Many Americans rely on their automobiles to get to work. No automobile means no job, no rent or mortgage money, no food. A single parent, struggling to make ends meet in the suburbs with 100,000 miles on the odometer, would presumably welcome the guaranteed opportunity for low-priced insurance that would take care of every possible repair on her auto until the day that it reaches 200,000 miles or falls apart, whichever comes first. Especially if the insurance is valid regardless of whether she even changes the oil in the interim.
So why aren’t the auto insurance companies writing such coverage, either directly or through used auto dealers? And given the importance of reliable transportation, why isn’t the public demanding such coverage? The answer is that both auto insurers and the public know that such insurance can’t be written for a premium the insured can afford, while still allowing the insurers to stay solvent and make a profit.
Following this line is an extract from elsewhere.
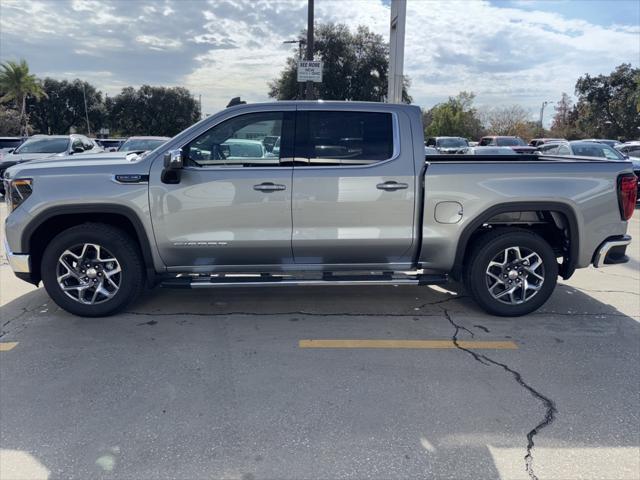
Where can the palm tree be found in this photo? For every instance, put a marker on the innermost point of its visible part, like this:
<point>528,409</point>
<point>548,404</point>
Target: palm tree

As a society, we intuitively understand that the costs associated with taking care of every mechanical need of an old automobile, particularly in the absence of regular maintenance, aren’t insurable. Yet we don’t seem to have these same intuitions with respect to health insurance.
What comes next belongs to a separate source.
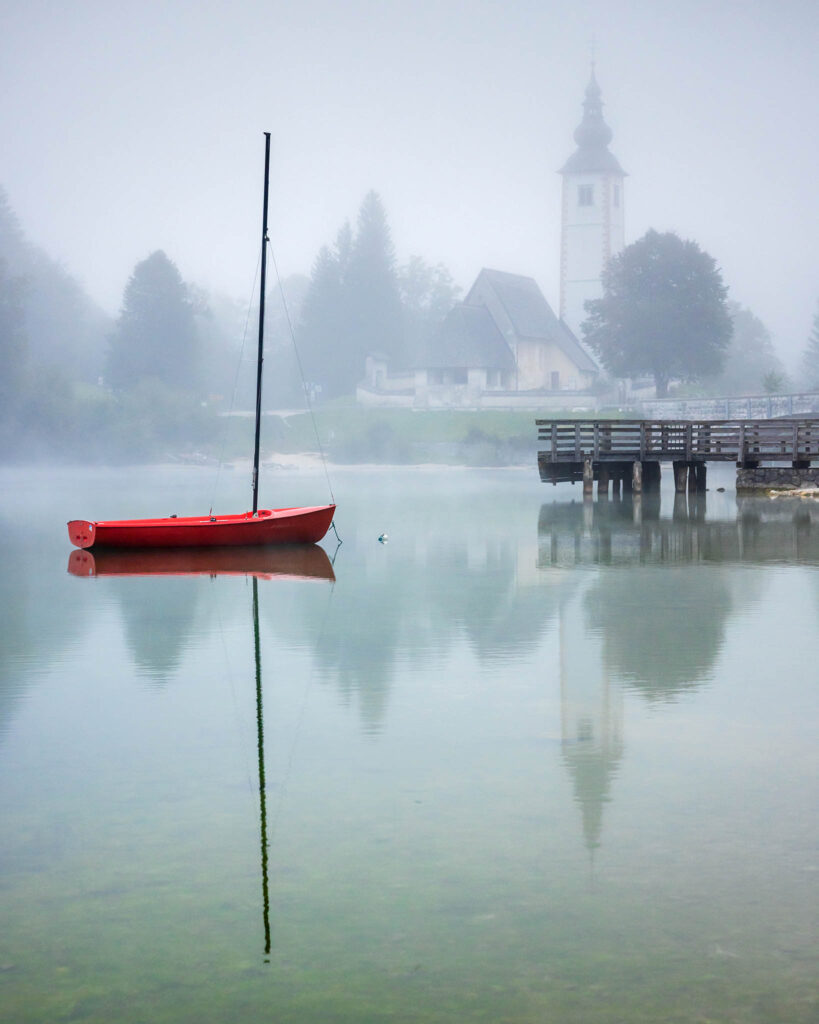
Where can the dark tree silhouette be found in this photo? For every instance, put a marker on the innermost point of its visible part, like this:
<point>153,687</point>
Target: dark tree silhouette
<point>663,312</point>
If we pull the emotions out of health insurance, which is admittedly hard to do even for this author, and look at health insurance from the economic perspective, there are several insights from auto insurance that can illuminate the design, risk selection, and rating of health insurance.
Auto insurance comes in two forms: the traditional insurance you buy from your agent or direct from an insurance company, and warranties that are purchased from auto manufacturers and dealers. Both are risk transfer and sharing devices and I’ll generically refer to both as insurance. Because auto third-party liability insurance has no equivalent in health insurance, for traditional auto insurance, I’ll examine only collision and comprehensive insurance — insurance covering the vehicle — and not third-party liability insurance.
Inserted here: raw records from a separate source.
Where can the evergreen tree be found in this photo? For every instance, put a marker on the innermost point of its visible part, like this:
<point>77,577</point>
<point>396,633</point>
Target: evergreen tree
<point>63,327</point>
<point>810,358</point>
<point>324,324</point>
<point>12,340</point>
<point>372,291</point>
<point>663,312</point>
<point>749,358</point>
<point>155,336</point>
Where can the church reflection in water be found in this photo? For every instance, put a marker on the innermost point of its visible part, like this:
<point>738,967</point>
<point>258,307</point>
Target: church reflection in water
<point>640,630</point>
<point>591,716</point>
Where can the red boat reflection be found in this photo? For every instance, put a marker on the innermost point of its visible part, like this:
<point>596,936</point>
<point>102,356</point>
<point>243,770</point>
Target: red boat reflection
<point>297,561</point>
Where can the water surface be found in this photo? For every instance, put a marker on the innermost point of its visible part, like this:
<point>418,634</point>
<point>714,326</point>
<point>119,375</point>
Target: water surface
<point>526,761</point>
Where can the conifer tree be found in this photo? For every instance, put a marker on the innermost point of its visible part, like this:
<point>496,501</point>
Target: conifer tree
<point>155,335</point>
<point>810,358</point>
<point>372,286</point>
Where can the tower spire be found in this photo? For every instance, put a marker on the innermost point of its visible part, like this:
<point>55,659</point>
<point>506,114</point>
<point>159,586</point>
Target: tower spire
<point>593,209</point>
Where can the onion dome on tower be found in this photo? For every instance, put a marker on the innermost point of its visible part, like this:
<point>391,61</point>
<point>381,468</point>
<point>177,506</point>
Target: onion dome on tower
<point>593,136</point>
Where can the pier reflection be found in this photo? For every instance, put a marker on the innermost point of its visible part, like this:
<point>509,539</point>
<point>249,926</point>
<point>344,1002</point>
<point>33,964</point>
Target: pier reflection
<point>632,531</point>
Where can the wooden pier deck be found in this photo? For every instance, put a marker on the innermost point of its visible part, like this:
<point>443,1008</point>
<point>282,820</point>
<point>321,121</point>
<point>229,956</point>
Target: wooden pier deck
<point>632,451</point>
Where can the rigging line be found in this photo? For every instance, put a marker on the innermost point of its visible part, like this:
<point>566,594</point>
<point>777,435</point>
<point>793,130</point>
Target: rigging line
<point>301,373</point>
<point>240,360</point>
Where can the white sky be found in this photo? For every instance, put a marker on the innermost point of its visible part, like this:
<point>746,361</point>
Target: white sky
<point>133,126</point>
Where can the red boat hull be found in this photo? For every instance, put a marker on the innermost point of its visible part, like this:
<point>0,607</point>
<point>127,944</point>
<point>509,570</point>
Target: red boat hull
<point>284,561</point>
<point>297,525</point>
The following are some commonly accepted principles from auto insurance:
* Bad maintenance voids certain insurance. If an automobile owner never changes the oil, the auto’s power train warranty is void. In fact, not only does the oil need to be changed, the change needs to be performed by a certified mechanic and documented. Collision insurance doesn’t cover cars purposefully driven over a cliff.
* The best insurance is offered for new models. Bumper-to-bumper warranties are offered only on new cars. As they roll off the assembly line, automobiles have a low and relatively consistent risk profile, satisfying the actuarial test for insurance pricing. Furthermore, auto manufacturers usually wrap at least some coverage into the price of the new auto in order to encourage an ongoing relationship with the owner.
* Limited insurance is offered for old model autos. Increasingly limited insurance is offered for old model autos. The bumper-to-bumper warranty expires, the power train warranty eventually expires, and the amount of collision and comprehensive insurance steadily decreases based on the market value of the auto.
* Certain older autos qualify for additional insurance. Certain older autos can qualify for additional coverage, either in terms of warranties for used autos or increased collision and comprehensive insurance for vintage autos. But such insurance is offered only after a careful inspection of the automobile itself.
* No insurance is offered for normal wear and tear. Wiper blades need replacement, brake pads wear out, and bumpers get dings. These aren’t insurable events. To the extent that a new car dealer will sometimes cover some of these costs, we intuitively understand that we’re “paying for it” in the cost of the automobile and that it’s “not really” insurance.